George Mason University’s Lisa A. Sturtevant writes an occasional column analyzing the region’s housing data.
Average home prices in metropolitan Washington were up by double-digit percentages in three out of the past four months, and some have begun to wonder if they are heading toward unsustainable levels.
How can prices in some neighborhoods be back to where they were at the peak of the housing market? How can there be bidding wars again where potential buyers have to be prepared to make an offer — often with an escalation clause — at the open house? How can it be so difficult for a first-time homebuyer to find a house in her price range that is not too far from her job?
Are these all signs that we’re headed for another bubble here in the Washington area, even as much of the rest of the country is just beginning to feel recovery in their housing markets?
The short answer is no. At least not the kind of bubble we experienced in 2002 through 2006. A critical difference between the current market and the overheated market of the middle of last decade is the nature of the mortgage market.
Stricter underwriting standards have limited the pool of potential homebuyers to those who are most qualified and most likely to be able to pay loans back. The demand this time is based more closely on market fundamentals. And the price growth we’ve experienced recently is “real.” Or “more real.”
Prices aren’t up everywhere across the region. In parts of the District, Arlington and Alexandria, average prices have returned to peak levels. For some neighborhoods and product types, demand is high and multiple offers are common.
However, prices in many neighborhoods remain far below what they were six or seven years ago. Prices have been pushed higher in neighborhoods closest to jobs and transportation and where supply is more limited.
Investors activated the early recovery in some parts of the Washington area market. In some neighborhoods, investors have comprised 30 to 40 percent of all transactions. Investors look for a place where they can get return on their investments. With robust rental demand and strong job growth, the Washington area has been an attractive place for investors. In some cases, these cash buyers have pushed more conventional buyers into different neighborhoods and price points.
Alongside investors are some very high wage workers in the Washington area. Nearly 40 percent of workers in the region earn $90,000 or more (in 2011 inflation adjusted dollars.) In 1990, that share was less than 10 percent (also in 2011 dollars.) Coupled with a high proportion of two-worker households, there is a sizable share of the population that can afford higher-priced homes. Households at the other end, however, are again becoming priced out.
Are the Washington region’s home prices sustainable? That remains to be seen, but there are at least two trends at work to suggest that while home prices will continue to rise over the next few years, the pace of price growth will be more moderate.
First, across the U.S., housing markets have bottomed out and job growth is on the rise and investors are being lured to other regions. Second, and perhaps more important, the structure of the Washington-area economy and the demographic make-up of its population is changing.
Recent analyses by the George Mason University Center for Regional Analysis have indicated over the next five years, the region’s job growth will be concentrated more heavily in the construction and health services sectors (relatively lower wage jobs), with job losses in the federal government sector and slower growth in the professional and business services sector (our two highest wage sectors.)
The region will have more one-worker households and the overall labor force will include a greater number of younger workers as baby boomers retire.

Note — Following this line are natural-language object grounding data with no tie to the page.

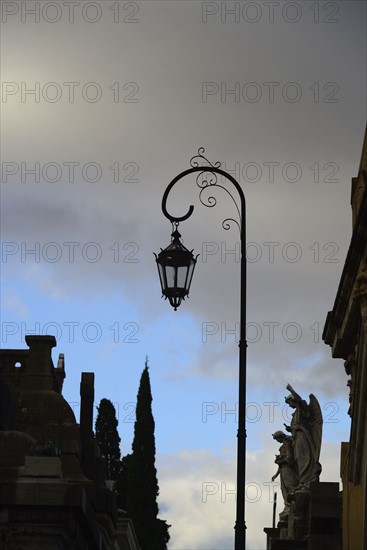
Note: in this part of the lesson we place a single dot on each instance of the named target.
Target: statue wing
(316, 424)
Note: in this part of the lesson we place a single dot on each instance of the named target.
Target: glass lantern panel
(190, 273)
(170, 274)
(161, 275)
(181, 276)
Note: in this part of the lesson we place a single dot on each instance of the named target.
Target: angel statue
(287, 469)
(306, 430)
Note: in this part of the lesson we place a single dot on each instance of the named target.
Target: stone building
(346, 332)
(53, 495)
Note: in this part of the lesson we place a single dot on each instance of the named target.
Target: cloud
(14, 303)
(197, 494)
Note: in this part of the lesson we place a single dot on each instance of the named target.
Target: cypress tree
(141, 475)
(108, 438)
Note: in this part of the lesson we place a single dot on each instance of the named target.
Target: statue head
(290, 401)
(279, 436)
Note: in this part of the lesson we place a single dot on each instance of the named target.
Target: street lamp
(176, 266)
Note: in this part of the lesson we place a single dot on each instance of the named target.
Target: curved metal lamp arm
(205, 184)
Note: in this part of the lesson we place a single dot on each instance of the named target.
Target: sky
(103, 104)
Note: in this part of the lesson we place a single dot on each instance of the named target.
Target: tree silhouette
(108, 438)
(139, 475)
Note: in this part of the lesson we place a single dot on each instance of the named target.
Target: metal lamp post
(176, 266)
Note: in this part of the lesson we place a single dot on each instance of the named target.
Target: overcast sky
(103, 103)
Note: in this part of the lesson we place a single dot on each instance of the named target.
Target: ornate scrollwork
(206, 179)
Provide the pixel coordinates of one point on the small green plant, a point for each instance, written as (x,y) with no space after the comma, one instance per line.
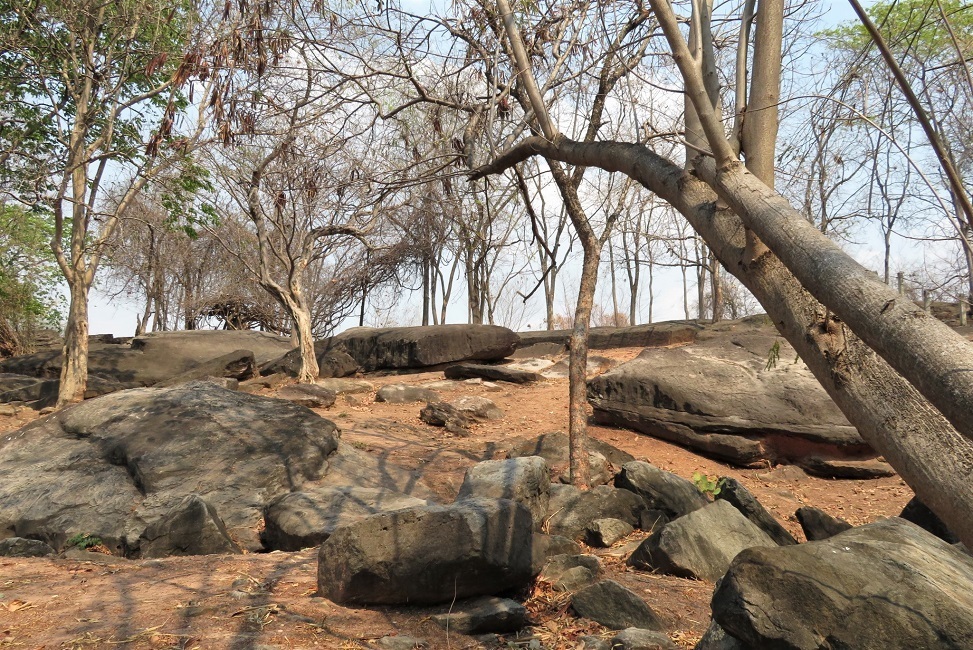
(708,483)
(83,541)
(774,355)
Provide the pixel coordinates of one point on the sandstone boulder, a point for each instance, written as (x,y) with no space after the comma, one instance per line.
(524,480)
(297,520)
(700,545)
(112,466)
(428,555)
(885,585)
(719,397)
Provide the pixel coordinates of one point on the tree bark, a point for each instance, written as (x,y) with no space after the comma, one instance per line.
(74,366)
(930,451)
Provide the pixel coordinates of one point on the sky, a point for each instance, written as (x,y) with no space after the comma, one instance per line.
(118,315)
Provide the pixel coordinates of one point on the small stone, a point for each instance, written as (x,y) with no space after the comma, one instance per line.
(610,604)
(490,614)
(400,642)
(605,532)
(634,638)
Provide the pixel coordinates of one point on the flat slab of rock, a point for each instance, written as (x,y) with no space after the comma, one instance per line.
(614,606)
(491,373)
(818,525)
(718,397)
(662,490)
(192,527)
(309,395)
(20,547)
(404,394)
(297,520)
(488,614)
(429,555)
(553,447)
(112,466)
(638,336)
(525,480)
(634,638)
(572,511)
(732,491)
(399,348)
(884,585)
(701,544)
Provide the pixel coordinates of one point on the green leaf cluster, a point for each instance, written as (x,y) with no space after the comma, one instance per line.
(30,297)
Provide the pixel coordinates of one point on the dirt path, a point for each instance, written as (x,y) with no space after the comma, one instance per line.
(87,600)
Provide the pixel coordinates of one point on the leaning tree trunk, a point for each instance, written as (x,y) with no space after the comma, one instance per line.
(74,369)
(301,318)
(928,450)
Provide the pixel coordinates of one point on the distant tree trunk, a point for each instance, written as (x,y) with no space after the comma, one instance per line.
(580,470)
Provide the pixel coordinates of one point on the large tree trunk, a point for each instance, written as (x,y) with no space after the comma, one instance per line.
(932,453)
(580,471)
(74,368)
(301,318)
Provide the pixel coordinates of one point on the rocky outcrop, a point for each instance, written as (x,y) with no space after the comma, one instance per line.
(429,555)
(662,490)
(612,605)
(733,492)
(721,398)
(638,336)
(700,545)
(603,458)
(491,373)
(113,466)
(192,527)
(884,585)
(160,357)
(524,480)
(297,520)
(818,525)
(403,348)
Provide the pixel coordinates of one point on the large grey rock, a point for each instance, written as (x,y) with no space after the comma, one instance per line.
(718,397)
(238,364)
(417,347)
(571,511)
(634,638)
(732,491)
(919,513)
(553,447)
(404,394)
(605,532)
(638,336)
(491,373)
(662,490)
(525,480)
(332,363)
(716,638)
(192,527)
(20,547)
(309,395)
(612,605)
(297,520)
(156,357)
(571,572)
(701,544)
(112,466)
(430,554)
(818,525)
(486,614)
(880,586)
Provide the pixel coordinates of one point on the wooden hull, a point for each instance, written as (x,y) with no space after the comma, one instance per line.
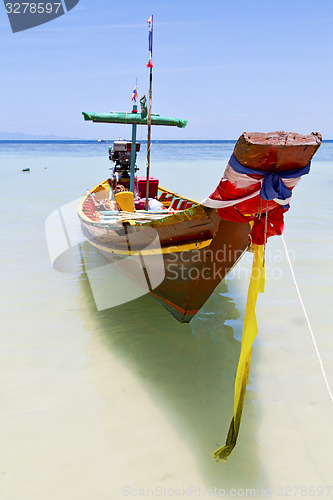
(181,258)
(195,248)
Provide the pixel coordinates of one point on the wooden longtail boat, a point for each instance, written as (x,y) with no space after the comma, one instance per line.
(199,244)
(179,250)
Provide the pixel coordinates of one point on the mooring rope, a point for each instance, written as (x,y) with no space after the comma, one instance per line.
(308,322)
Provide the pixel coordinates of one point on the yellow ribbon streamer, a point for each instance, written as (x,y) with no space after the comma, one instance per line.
(250,330)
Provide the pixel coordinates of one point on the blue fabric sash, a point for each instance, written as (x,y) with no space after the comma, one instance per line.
(272,186)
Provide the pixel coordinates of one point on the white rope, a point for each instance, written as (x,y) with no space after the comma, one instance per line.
(308,322)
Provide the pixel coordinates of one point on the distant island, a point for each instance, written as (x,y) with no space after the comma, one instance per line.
(20,136)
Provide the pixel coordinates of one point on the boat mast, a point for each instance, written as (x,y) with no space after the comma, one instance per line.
(150,66)
(133,145)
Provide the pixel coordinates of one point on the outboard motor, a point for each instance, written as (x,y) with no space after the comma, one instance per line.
(121,156)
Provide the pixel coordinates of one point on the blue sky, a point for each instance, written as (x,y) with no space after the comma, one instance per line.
(225,66)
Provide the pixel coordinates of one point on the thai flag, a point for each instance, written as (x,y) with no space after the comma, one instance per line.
(134,94)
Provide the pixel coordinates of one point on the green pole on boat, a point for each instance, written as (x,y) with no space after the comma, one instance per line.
(133,151)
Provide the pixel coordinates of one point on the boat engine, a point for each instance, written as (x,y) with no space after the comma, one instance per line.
(121,156)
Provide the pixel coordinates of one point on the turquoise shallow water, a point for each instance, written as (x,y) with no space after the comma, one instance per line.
(101,404)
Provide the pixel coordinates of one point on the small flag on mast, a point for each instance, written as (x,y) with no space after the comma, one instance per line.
(134,94)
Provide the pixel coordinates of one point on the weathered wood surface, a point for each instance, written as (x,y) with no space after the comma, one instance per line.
(276,151)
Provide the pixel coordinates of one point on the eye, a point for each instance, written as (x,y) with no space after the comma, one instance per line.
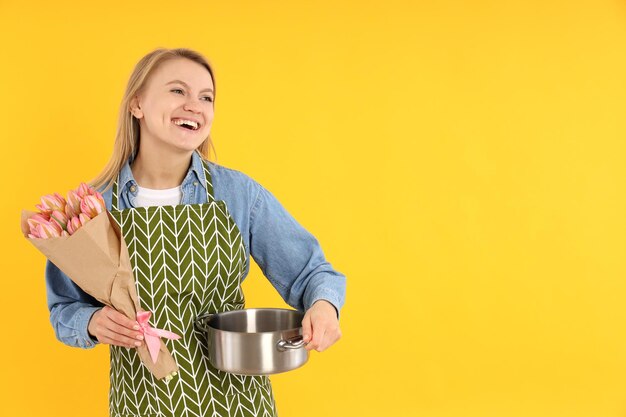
(209,98)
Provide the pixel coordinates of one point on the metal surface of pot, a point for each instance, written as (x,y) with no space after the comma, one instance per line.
(256,341)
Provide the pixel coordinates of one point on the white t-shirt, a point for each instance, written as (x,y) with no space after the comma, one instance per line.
(149,197)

As a result of the economic and demographic changes in the region, the demand for rental housing and for smaller, more moderately priced owner housing will outpace the demand for larger, more expensive housing.
The local housing market will continue to improve, though it is unlikely we will see persistent double-digit price growth in the years ahead.
Lisa A. Sturtevant is an associate research professor in George Mason University’s School of Public Policy and deputy director of GMU’s Center for Regional Analysis.